A total of 971 eyes (443 in the AGV group and 528 in the BGI group) were included in analysis of complications. Because Budenz et al. reported early (≤3 months) complications [21] and late (>3 months) complications [22], the latter category was used in the pooled calculations. The definition of severe complications was the same as that in the original studies, including severe complications and devastating complications. If the studies did not report numbers of severe or devastating complications, we included the following complications for pooling: suprachoroidal hemorrhage, severe choroidal effusion (requiring correctional surgery), retinal detachment, endophthalmitis, and vitreous hemorrhage. A total of 158 eyes in the AGV group and 199 eyes in the BGI group experienced complications. Eyes in the AGV group experienced a significantly lower overall occurrence of complications than those in the BGI group (OR, 0.67; 95 % CI: 0.50, 0.90; P = 0.007) and no heterogeneity was identified (I² = 0 %, P = 0.88). The occurrence of severe complications in the AGV group was also lower than that in the BGI group (OR: 0.57; 95 % CI: 0.36, 0.91, P = 0.02). The AGV group was characterized by a lower incidence of hypotony, but this difference was not statistically significant (6 studies, 724 eyes; OR: 0.54; 95 % CI: 0.26, 1.11; P = 0.1). There were no significant differences in hyphema, choroidal effusion, and tube complications (including tube obstruction, malposition, and erosion) between the two groups. The results of sensitivity analysis were consistent with the total groups (included all eligible studies). The incidence of complications in both groups is listed in Table 7.

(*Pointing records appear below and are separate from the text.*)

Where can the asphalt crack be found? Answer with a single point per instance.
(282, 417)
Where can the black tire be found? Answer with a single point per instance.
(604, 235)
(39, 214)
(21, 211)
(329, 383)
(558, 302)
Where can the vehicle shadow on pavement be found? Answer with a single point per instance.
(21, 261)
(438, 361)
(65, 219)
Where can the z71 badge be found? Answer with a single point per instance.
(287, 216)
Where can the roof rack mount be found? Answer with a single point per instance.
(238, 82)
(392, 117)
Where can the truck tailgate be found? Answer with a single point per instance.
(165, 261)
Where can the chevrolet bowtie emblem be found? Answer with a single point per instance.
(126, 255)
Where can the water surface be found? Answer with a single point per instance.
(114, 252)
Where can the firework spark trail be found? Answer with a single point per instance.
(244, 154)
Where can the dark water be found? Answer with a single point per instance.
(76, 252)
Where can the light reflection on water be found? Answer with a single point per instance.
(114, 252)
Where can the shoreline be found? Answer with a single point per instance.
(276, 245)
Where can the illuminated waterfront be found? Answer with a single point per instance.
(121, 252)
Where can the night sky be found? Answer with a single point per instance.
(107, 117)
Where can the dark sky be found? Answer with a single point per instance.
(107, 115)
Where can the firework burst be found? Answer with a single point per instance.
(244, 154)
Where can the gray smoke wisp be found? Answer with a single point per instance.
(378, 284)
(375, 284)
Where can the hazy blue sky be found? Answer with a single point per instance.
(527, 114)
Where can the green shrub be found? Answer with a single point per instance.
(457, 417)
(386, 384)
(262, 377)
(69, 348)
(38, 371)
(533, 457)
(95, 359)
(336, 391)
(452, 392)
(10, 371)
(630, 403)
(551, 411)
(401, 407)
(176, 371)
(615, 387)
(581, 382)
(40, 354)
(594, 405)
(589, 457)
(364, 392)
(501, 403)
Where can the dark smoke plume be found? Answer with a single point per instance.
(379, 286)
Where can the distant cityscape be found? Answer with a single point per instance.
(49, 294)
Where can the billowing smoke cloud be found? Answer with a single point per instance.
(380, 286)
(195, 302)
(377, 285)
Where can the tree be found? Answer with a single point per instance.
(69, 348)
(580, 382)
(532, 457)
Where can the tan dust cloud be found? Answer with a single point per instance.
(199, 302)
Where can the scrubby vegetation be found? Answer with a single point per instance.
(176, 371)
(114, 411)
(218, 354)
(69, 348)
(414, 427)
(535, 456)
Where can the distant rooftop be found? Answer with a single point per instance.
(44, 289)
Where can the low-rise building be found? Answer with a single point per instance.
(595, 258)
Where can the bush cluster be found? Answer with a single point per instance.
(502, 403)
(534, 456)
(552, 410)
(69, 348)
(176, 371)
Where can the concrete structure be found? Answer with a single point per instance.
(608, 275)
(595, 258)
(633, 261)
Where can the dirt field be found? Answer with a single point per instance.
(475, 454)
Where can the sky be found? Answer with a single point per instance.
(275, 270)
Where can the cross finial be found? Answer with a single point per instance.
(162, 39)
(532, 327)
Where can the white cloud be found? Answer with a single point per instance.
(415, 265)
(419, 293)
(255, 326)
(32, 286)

We used GRADEpro 3.6 software to assess the quality of evidence for each outcome in the total groups (Table 8). Because data from RCTs and non-RCTs were included in the analysis, we used the standards of an observational study to assess overall outcomes. The pooled IOP and risk of tube complications were identified significant heterogeneity; therefore we graded it as “inconsistency”. We downgraded outcomes of tube complications, IOP in short-and long-term as “very low” quality. The rest of the outcomes were graded “low” quality.